The warnings issued by the tsunami center covered an area stretching the entire western coast of the United States and Canada from the Mexican border to Chignik Bay in Alaska.

In the Canadian pacific coast province of British Columbia, authorities evacuated marinas, beaches and other areas.

Officials in two coastal Washington counties used an automated phone alert system, phoning residents on the coast and in low-lying areas and asking them to move to higher ground.

"We certainly don’t want to cry wolf," said Sheriff Scott Johnson of Washington’s Pacific County. "We just have to hope we’re doing the right thing based on our information. We don’t want to be wrong and have people hurt or killed.

In Oregon, sirens blasted in some coastal communities and at least one hotel was evacuated in the northern part of the state. Restaurants, gift shops and other beachfront business stayed shuttered, and schools up and down the coast were closed.

Albert Wood of Seaside, Ore., said he and his wife decided to leave their home late last night after watching news about the Japan quake. He, his wife and dozens of other people stood on a hilly area overlooking the tourist town to wait out the waves.

In Santa Cruz, Calif., retreating waves broke loose a couple of boats and a dock as the waves surged.

"Water was being sucked out of the harbor mouth, it was like a river," said tour boat operator Dan Haifley. "The water dropped, and we could see the sandy bottom of the harbor."

Surfers who raced to the beach to catch the waves were undeterred.

"The tides are right, the swell is good, the weather is good, the tsunami is there. We’re going out," said William Hill, an off-duty California trooper.

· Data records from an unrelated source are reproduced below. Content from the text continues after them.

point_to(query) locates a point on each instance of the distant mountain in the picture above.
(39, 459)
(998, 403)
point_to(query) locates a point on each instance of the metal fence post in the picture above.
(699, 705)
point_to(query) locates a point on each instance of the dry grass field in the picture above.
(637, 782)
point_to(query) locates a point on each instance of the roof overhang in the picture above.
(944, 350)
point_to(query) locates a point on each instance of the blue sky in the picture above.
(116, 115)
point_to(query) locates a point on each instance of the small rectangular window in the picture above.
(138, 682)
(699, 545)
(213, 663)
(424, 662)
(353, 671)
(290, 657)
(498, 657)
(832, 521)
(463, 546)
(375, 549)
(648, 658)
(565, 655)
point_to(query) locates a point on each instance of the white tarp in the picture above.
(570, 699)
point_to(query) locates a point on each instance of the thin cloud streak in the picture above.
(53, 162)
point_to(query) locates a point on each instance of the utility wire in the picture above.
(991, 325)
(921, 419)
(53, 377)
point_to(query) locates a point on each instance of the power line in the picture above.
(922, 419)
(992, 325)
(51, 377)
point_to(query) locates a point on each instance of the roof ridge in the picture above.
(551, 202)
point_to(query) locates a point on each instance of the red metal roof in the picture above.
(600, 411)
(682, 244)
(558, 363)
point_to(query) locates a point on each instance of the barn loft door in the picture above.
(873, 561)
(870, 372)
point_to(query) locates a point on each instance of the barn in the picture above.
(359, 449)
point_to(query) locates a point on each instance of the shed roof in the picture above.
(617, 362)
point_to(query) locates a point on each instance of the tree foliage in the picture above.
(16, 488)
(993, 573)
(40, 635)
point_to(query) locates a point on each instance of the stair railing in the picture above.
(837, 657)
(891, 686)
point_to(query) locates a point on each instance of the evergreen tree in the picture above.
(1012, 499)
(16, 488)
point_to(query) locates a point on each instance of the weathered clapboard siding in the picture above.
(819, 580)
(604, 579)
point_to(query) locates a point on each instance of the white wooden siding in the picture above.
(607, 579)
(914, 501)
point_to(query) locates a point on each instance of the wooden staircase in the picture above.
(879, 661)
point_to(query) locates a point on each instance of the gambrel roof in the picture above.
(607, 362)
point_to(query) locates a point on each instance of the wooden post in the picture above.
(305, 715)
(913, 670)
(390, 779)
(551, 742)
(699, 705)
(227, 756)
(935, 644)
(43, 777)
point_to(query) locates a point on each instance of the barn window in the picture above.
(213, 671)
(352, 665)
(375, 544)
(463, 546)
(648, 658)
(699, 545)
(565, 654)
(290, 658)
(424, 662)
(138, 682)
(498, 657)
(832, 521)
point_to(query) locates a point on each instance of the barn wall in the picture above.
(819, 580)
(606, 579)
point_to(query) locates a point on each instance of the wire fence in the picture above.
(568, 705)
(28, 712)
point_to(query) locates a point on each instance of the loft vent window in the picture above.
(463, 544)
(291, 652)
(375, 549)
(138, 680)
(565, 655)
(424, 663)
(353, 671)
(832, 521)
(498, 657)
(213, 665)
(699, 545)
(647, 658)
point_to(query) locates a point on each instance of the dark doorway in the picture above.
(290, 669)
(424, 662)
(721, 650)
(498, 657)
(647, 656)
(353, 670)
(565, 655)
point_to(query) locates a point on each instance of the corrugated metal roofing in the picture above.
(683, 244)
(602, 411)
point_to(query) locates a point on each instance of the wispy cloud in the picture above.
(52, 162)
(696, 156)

Further north, fishermen moved crab boats to avoid the waves, taking no chances. A tsunami killed 11 people in 1964 in Crescent City, Calif.

Heavy swells have been rolling through the port and marinas of the Mexico’s Baja California resort of Cabo San Lucas. Some are several feet high, but no damage has been reported.

The Mexican navy says it had detected offshore swells of 2-1/3 feet related to the tsunami spawned by an 8.9-magnitude earthquake in Japan.

The swells appeared at least twice that high as they rocked boats in the harbor, but they have not topped the seawalls at marinas in Los Cabos.

Mexico earlier closed the cargo port of Manzanillo and officials say some ships have delayed entering ports to avoid possible problems.

 

Latin American governments ordered islanders and coastal residents to head for higher ground. First affected would be Chile’s Easter Island, in the remote South Pacific, about 2,175 miles west of the capital of Santiago, where people planned to evacuate the only town. Ecuador’s President Rafael Correa declared a state of emergency and ordered people on the Galapagos Islands and the coast of the mainland to seek higher ground.

The worst big wave to strike the U.S. was a 1946 tsunami caused by a magnitude of 8.1 earthquake near Unimak Islands, Alaska, that killed 165 people, mostly in Hawaii. In 1960, a magnitude 9.5 earthquake in southern Chile caused a tsunami that killed at least 1,716 people, including 61 people in Hilo. It also destroyed most of that city’s downtown. On the U.S. mainland, a 1964 tsunami from a 9.2 magnitude earthquake in Prince William Sound, Alaska, struck Washington State, Oregon and California. It killed 128 people, including 11 in Crescent City, Calif.